Gunting bsf kok majal
DALAM acara dengar pendapat Ko misi I dengan Menteri Penerangan Harmoko Kamis pekan lalu, sejumlah wakil rakyat yang terhormat secara keras mempertanyakan lolosnya film Pembalasan Ratu Laut Selatan -- PRLS. Kabarnya, film Ketika Musim Semi Tiba (KMST) -- dibintangi Meriam Bellina dan dijegal dari peredaran Juli 1987 lantaran dianggap terlalu porno masih kalah berani dibanding PRLS dalam mempertontonkan tubuh manusia. PRLS tak semata menawarkan kecabulan, tetapi juga sadisme yang meramu muntahan pelor plus darah-darah nyinyir yang berhamburan. Lebih dari itu, PRLS juga membawa pada kepercayaan nan jauh surut ke masa lalu, yakni dinamisme. 

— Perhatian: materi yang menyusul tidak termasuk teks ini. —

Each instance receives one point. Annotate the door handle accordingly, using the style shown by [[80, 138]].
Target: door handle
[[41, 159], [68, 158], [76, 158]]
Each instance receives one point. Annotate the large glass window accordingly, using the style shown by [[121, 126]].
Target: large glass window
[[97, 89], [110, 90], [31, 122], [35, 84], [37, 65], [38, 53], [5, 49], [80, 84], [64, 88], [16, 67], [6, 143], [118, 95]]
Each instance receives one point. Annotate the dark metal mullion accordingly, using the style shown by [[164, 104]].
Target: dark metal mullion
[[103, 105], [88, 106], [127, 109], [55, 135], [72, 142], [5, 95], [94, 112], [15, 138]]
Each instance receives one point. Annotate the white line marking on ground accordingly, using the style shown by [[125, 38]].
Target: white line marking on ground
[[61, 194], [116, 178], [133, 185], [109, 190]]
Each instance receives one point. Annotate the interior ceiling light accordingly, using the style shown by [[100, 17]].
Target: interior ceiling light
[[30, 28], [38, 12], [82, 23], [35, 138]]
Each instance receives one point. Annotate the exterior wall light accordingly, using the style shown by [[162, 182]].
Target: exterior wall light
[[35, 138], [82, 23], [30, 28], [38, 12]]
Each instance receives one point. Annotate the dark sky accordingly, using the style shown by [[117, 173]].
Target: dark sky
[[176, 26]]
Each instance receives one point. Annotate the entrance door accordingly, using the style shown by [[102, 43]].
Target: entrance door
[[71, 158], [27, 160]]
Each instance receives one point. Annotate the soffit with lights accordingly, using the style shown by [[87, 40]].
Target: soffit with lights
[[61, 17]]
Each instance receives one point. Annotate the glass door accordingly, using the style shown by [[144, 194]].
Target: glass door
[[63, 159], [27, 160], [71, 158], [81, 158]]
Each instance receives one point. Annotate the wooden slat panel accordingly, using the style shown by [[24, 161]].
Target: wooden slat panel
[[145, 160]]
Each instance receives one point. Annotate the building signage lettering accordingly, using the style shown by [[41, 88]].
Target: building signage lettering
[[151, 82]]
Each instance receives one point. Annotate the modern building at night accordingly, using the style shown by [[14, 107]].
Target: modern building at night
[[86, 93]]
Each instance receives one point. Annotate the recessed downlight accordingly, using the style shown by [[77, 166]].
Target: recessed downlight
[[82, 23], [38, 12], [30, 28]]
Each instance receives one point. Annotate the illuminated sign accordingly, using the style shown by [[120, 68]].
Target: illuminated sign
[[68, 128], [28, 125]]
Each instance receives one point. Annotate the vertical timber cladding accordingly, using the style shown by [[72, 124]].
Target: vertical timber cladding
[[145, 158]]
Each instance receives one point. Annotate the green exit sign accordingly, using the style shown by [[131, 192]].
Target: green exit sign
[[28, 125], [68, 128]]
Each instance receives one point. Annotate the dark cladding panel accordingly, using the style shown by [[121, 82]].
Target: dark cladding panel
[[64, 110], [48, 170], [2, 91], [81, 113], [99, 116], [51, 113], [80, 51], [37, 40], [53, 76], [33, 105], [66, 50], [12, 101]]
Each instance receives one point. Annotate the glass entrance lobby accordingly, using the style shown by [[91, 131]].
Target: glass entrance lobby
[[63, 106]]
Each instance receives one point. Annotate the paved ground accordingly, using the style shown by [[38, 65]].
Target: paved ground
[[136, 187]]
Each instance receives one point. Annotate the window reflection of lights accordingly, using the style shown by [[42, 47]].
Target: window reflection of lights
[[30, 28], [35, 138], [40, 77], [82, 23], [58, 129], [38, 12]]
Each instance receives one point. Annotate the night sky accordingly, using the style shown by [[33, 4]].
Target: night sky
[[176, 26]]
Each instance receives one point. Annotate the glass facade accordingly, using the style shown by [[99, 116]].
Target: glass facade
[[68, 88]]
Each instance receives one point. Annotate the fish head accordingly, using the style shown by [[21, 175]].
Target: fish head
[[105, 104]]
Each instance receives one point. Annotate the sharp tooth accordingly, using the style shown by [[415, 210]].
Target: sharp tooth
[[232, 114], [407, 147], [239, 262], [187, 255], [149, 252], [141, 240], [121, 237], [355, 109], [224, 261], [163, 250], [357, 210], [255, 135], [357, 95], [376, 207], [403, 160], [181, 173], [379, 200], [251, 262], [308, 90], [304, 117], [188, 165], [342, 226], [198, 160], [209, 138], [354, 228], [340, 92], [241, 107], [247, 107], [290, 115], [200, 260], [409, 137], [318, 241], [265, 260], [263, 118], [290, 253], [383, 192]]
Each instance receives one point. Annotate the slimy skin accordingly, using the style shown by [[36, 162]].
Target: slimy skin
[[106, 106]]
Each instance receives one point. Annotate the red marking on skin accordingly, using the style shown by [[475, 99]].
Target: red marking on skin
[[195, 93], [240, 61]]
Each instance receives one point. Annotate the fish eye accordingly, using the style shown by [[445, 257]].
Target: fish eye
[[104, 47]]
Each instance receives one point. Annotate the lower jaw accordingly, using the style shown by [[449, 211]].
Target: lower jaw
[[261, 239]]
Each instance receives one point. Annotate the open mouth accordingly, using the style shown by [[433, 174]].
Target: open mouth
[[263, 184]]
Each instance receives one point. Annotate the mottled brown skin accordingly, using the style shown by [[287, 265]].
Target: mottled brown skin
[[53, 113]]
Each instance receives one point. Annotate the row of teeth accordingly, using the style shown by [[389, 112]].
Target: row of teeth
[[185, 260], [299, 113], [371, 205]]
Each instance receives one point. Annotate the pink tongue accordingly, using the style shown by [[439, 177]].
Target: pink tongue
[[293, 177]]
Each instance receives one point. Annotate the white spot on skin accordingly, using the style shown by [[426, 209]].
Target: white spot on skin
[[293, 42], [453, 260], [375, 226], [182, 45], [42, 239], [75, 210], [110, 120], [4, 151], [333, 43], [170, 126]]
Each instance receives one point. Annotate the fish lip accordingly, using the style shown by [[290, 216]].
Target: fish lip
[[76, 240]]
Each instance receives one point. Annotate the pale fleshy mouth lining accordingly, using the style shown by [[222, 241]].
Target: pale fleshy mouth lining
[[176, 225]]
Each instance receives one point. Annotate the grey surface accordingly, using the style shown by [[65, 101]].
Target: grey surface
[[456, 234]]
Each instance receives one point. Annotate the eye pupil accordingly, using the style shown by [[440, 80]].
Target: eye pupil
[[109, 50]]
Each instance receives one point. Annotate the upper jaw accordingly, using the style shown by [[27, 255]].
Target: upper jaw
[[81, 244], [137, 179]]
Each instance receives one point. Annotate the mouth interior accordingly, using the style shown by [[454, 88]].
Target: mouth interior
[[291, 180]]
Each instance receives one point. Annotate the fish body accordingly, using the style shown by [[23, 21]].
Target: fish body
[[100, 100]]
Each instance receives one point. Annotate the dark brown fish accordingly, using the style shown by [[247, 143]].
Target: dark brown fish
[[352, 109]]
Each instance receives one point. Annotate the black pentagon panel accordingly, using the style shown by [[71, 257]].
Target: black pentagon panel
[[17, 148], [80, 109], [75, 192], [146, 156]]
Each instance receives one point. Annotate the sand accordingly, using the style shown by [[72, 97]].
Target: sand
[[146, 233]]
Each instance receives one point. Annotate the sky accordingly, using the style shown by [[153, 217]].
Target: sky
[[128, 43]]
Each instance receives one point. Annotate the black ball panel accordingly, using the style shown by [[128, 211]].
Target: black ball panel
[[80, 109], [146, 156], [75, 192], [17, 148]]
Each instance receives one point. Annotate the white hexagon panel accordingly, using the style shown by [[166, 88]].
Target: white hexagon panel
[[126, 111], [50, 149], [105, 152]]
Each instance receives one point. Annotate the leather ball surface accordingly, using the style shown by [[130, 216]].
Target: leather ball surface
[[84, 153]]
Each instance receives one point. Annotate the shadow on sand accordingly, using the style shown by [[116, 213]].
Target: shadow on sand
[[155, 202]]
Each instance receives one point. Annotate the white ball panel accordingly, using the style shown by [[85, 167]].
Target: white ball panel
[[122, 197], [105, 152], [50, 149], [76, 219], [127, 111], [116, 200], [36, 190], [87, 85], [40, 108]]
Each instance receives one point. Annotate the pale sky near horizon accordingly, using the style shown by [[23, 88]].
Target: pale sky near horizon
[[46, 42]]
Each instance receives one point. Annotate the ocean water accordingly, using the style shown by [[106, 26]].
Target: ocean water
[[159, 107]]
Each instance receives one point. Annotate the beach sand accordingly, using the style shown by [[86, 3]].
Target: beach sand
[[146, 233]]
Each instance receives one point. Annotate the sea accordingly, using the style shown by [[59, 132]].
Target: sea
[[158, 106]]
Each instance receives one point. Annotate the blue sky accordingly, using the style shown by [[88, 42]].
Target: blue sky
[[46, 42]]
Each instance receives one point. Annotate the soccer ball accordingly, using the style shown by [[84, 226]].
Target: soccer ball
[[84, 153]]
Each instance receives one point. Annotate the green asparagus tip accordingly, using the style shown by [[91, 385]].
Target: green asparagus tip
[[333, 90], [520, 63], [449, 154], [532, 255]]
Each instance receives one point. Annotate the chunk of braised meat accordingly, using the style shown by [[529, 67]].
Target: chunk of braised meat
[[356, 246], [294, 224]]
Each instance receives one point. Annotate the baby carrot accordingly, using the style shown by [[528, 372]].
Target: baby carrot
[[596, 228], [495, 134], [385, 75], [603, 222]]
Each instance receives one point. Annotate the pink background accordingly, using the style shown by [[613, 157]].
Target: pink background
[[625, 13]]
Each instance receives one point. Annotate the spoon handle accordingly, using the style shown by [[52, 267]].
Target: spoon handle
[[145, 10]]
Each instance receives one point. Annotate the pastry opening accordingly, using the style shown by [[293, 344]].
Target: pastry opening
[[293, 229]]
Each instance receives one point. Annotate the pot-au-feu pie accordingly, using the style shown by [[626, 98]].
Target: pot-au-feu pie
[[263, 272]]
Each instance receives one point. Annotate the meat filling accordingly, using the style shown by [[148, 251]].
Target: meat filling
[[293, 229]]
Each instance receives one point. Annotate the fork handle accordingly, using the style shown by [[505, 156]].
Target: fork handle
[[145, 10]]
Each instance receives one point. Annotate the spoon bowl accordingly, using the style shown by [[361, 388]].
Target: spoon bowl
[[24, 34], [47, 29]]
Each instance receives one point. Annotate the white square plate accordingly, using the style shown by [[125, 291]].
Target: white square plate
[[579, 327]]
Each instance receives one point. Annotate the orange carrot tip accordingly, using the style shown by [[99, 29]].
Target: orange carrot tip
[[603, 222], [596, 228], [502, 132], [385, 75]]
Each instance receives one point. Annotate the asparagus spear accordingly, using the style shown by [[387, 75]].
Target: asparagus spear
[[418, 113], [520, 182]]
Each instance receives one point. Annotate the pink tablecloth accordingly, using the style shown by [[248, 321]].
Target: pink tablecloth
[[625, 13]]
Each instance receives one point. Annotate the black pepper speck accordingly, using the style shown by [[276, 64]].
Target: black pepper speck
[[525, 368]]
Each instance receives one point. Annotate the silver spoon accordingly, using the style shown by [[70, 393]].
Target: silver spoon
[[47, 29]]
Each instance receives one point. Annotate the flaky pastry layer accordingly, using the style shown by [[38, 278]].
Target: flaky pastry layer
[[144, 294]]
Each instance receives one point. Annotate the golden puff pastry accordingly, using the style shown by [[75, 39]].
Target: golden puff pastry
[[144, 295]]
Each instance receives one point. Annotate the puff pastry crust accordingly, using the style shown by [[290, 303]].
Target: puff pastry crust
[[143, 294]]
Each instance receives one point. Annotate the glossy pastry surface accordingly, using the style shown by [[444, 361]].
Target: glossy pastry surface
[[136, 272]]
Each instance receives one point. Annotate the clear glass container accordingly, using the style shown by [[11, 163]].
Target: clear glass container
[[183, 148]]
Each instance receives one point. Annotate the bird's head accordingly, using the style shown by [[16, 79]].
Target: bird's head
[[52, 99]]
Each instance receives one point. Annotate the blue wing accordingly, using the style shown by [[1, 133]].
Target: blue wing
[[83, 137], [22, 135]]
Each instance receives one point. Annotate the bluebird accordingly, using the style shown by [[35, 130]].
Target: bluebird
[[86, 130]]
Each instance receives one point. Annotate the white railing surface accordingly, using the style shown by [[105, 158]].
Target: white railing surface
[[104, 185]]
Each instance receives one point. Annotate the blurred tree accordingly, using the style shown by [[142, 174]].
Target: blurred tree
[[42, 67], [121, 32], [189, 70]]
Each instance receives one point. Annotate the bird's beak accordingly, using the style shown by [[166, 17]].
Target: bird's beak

Bahwa kekuatan utama bukan terletak di tangan Tuhan, tetapi pada keagungan sebilah keris yang keluar dari alat kelamin Ratu Pantai Selatan. Ram Soraya, Direktur PT Soraya Intercine Films, mengatakan bahwa PRLS menelan dana lebih dari Rp 1 milyar. Dari jumlah itu, 70%-nya berasal dari pihak luar negeri. Karena film itu merupakan hasil kerja sama dan juga dipasarkan di luar negeri, maka ide-idenya juga datang dari pihak luar, agar cocok dengan konsumen di luar negeri. "Saya tak mendengar ada orang mengatakan film itu porno," kata Ram Soraya kepada TEMPO lewat telepon. Yang jelas, kata Ram, dia sebagai produser telah melewati jalur hukum yang benar. "Saya sebagai produser telah menempuh prosedur secara benar," kata Ram, selebihnya orang bisa saja mempunyai penilaian macam-macam. Menteri Harmoko berjanji akan meneliti PRLS. Ia yakin, BSF tak bakalan meloloskan film-film porno. "Kalau berbugil-bugilan, sebaiknya di kamar saja, bukannya dipertontonkan khalayak umum," tutur Harmoko. Departemen Penerangan, kata Harmoko, berkepentingan meneliti PRLS. Jangan sampai terulang kasus yang terjadi di Surabaya beberapa waktu lalu. Sebuah film yang sudah disensor BSF, guntingannya disambung lagi dan kemudian dipertontonkan di gedung bioskop. "Kalau memang menjurus ke pornografi, PRLS akan ditarik dari peredaran," kata Harmoko kepada TEMPO. 
Apalagi kalau di balik lolosnya PRLS ada "apa-apanya". Direktur BSF Thomas Sugito, yang dicegat TEMPO di DPR, berkesan enggan membicarakan PRLS. Yang jelas, menurut Thomas, PRLS sudah terkena gunting sensor. Mungkinkah guntingan itu disambung lagi? "Wah, saya nggak tahu. Tapi potongan film PRLS itu disimpan di BSF," ujar Thomas. Sementara itu, tokoh-tokoh agama pun cukup resah dengan film model PRLS. "Ibarat menyiram api dengan bensin," tutur K.H. Hasan Basri, Ketua Umum Majelis Ulama Indonesia. Hasan Basri menyarankan agar BSF tak perlu sungkan menggunting. Jangan hanya menguntungkan kaum yang condong melihat film semata barang dagangan. "Kata Pak Harmoko, film bukan sekadar tontonan, tetapi juga tuntunan," ujar Hasan Basri lebih lanjut. Pada akhirnya, "Orang lebih suka nonton film ketimbang ikut pengajian," ujar Lukman Harun, tokoh Muhammadiyah, pada kesempatan lain. 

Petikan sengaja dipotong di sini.